OCIE Risk Alert Urges Advisers to be Alert to Risks of Supervised Persons when Designing Compliance and Supervision Frameworks
5 September 2019: The US Securities and Exchange Commission’s (SEC) Office of Compliance Inspections and Examination (OCIE) has published a risk report assessing the practices and processes employed by SEC-registered investment advisers regarding employees with a history of disciplinary events.
The report, published in late July, is driven by the cumulative findings of 50 examinations of advisers in 2017. It focussed on adviser practices in areas including: conflicts of interest, especially whether conflicts of interest were properly disclosed; whether advisers had suitably designed their policies and procedures to detect and prevent violations of the Advisers Act; and the disclosure of documents and whether their contents were full, fair and not misleading.
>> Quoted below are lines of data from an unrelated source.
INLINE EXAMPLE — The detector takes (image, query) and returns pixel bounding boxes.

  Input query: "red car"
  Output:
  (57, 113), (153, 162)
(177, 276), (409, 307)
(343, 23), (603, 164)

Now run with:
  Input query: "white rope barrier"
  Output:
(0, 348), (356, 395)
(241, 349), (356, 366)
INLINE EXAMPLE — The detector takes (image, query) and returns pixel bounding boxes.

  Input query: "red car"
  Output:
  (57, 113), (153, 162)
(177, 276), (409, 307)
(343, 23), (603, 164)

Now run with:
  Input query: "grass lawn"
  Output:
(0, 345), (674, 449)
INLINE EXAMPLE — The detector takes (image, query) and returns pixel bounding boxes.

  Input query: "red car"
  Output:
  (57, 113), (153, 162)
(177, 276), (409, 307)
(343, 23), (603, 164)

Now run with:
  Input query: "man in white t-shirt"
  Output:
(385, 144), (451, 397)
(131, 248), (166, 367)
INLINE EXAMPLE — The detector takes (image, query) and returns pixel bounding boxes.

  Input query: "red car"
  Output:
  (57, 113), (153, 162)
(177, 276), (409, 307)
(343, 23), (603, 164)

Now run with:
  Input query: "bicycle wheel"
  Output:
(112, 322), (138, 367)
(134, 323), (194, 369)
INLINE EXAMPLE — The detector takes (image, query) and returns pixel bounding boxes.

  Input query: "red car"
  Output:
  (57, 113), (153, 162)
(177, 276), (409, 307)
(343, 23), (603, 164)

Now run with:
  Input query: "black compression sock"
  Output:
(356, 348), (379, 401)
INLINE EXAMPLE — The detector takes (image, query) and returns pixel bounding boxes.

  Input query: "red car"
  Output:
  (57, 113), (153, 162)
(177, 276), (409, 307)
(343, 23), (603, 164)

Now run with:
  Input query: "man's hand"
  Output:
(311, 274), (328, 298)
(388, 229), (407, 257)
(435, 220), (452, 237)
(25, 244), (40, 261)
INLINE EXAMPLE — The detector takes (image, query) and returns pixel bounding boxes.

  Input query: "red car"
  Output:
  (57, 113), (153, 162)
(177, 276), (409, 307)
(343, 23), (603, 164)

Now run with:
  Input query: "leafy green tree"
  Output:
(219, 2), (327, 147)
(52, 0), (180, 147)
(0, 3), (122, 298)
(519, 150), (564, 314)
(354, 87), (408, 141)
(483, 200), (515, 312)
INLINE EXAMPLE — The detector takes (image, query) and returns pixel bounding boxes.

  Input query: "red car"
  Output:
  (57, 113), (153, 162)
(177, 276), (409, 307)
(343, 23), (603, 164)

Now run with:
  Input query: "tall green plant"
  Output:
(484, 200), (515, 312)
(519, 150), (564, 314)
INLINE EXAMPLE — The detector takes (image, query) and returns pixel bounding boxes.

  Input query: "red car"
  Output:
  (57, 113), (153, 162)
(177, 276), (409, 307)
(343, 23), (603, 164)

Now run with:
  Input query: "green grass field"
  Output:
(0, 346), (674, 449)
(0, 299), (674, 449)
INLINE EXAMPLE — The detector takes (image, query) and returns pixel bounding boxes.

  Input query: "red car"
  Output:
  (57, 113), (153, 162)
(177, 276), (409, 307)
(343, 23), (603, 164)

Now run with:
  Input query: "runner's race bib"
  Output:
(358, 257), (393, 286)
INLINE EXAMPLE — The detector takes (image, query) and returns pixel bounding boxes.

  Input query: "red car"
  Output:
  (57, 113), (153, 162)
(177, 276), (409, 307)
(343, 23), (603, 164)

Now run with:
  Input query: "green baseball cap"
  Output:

The examinations uncovered a series of failings across various topics, with nearly all examined advisers receiving deficiency letters. In particular, the examinations found failings in the following key areas:
- Full and fair disclosure. Almost half of deficiencies in this area were the result of firms providing inadequate information regarding disciplinary events. OCIE found an over-reliance on self-reporting meant that disclosures regarding disciplinary actions had often been omitted. Further, advisers had been ambiguous in their reporting and in some instances had provided incomplete, misleading and confusing information about disciplinary actions. Most firms had failed to deliver timely updates and disclosure documents to their clients.
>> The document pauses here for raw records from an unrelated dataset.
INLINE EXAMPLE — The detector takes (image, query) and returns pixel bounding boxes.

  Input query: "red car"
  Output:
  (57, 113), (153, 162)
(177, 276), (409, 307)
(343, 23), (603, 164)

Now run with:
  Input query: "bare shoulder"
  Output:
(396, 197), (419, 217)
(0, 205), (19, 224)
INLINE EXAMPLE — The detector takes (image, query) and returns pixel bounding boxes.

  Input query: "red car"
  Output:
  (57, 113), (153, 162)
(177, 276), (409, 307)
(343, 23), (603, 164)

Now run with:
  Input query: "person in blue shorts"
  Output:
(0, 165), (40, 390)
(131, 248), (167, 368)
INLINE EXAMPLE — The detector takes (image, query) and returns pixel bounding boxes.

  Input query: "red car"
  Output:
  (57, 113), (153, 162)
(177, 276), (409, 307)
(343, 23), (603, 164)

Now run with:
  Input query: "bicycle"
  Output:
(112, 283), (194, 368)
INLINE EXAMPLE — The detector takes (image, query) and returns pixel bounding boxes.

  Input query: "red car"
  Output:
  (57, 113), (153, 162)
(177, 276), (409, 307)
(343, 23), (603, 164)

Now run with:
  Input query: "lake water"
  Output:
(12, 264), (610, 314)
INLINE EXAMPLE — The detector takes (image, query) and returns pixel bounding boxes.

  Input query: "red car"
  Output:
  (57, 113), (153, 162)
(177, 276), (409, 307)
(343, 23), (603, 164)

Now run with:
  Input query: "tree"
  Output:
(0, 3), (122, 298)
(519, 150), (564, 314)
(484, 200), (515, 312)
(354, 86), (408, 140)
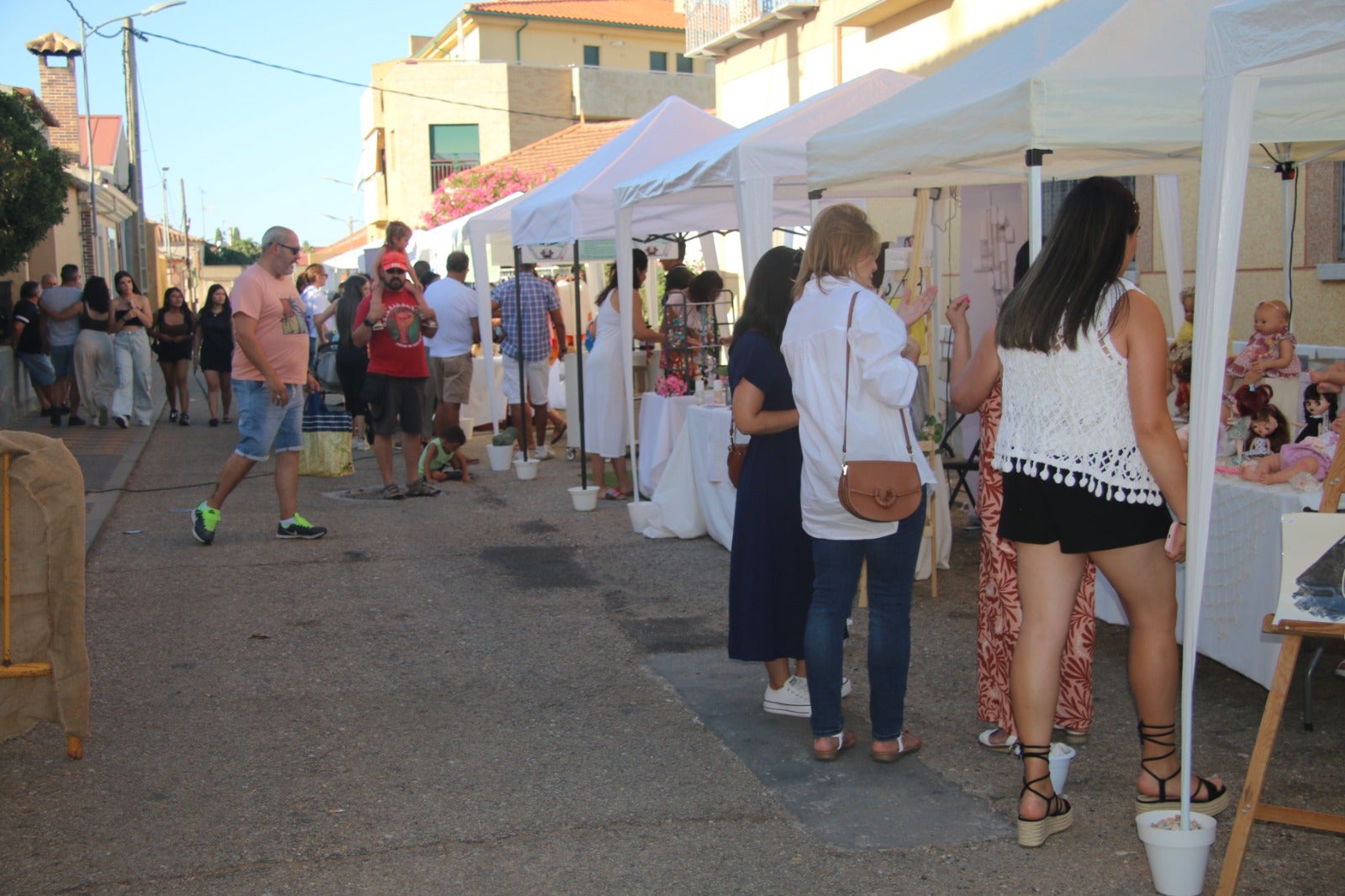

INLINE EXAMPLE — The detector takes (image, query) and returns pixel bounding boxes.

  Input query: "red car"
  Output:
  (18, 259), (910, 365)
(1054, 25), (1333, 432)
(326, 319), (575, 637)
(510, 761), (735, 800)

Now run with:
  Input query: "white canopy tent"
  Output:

- Effective compliance programs. OCIE found that the majority of firms had failed to successfully adopt and implement compliance policies and procedures, specifically those concerning the risks associated with hiring individuals with a history of disciplinary action. Firms did not have sufficient processes in place to check whether individuals’ accounts of their own disciplinary records were complete and accurate, nor did they have processes to check whether employees had been truthful in instances where they said they had not been subject to reportable events.
- Supervision. OCIE’s staff reported that, in a number of instances, supervised persons were not adequately supervised and expected standards of business conduct had not been set. In some cases, the activities of supervised persons were not sufficiently monitored, which meant that they had been given free rein to operate in a self-directed manner that was inconsistent with the advisers’ policies and procedures.
- Oversight. Advisers failed to ensure that supervised persons were executing their duties as prescribed. Some individuals had been allocated particular roles and responsibilities, but advisers had failed to implement a system that made sure the duties were being performed accordingly.
In light of the findings, OCIE recommends that advisers that hire or employ supervised persons with disciplinary histories take steps to ensure these failings don’t arise. Suggestions include the creation of specific and clear policies and procedures, the enhancement of due diligence practices, establishing heightened supervision practices and adopting written policies and procedures to address client complaints related to supervised persons.
Ultimately, OCIE encourages advisers, when designing and implementing their compliance and supervision frameworks, to consider the risks presented by hiring and employing supervised persons with disciplinary histories, and to adopt policies and procedures to address those risks. In response to these observations, OCIE reports that some advisers have since amended their disclosures and reviewed their compliance policies.